In order to enable this kind of backwards automatic differentiation, we need to ensure that the computation graph is constructed in the forward pass. To do this, it is sufficient that every possible differentiable operation modifies the metadata of the result to store pointers to the argument variables, as well as pointers to the appropriate backwards functions to call. For example, the operation $z = f(x,y)$ would add a pointer from the variable $z$ to each of $x$ and $y$. Furthermore, $z$ would also need to store the functions $\frac{df}{dx}$ and $\frac{df}{dy}$, each multiplied by the gradient of $z$, per the chain rule. In our implementation, if $f$ was variable_add (addition), then this gradient accumulation would be handled by the library function add_backwards_grad. I’ve gone ahead and added the following two structures to store this information:

// differentiable argument
typedef struct {
    variable_t* variable;
    variable_grad_op_t grad_op;
} input_t;

// grad metadata
typedef struct {
    int ref_count;
    int num_inputs;
    input_t* inputs[2];
} grad_meta_t;

where variable_grad_op_t is the function pointer described above. Note that the ref_count attribute maintains the number of vertices to which there is an outgoing edge (in other words, how much times the vertex appears an an argument in the computation of another vertex). By only calling backwards recursively on a node when ref_count reaches zero, we are able to implement the all_parents_processed function in the pseudocode above.

Summary

So far we’ve built a limited tensor library complete with automatic differentiation. Next time we’ll look at introducing modules, handling data, and training.

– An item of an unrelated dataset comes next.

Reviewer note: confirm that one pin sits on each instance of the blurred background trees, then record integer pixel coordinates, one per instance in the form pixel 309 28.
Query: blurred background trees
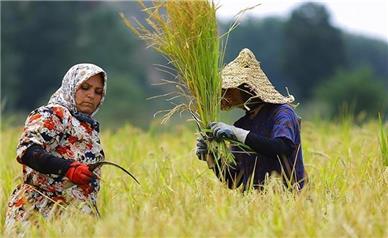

This blog post has a wonderful explanation of some of what’s going on behind the scenes in PyTorch. ↩
While the first two are pretty self-explanatory, stride essentially encodes how the multi-dimensional tensor is mapped onto the one-dimensional chunk of memory. For example, within a three-dimensional tensor of dimensions $ 3\times 4\times 5 $, indices $(i,j,k)$ and $(i,j,k+1)$ are one entry apart in memory, indices $(i,j,k)$ and $(i,j+1,k)$ are five entries apart, and indices $(i,j,k)$ and $(i+1,j,k)$ are $4\times 5 = 20$ entries apart. The strides, one for each dimension, are therefore $(20, 5, 1)$. ↩
Note that while we may obtain the desired transposition by only updating the tensor’s shape, this is sometimes undesirable for performance reasons. The property that adjacent entries in memory are adjacent in the tensor is no longer true after applying any permutation which moves the last dimension. ↩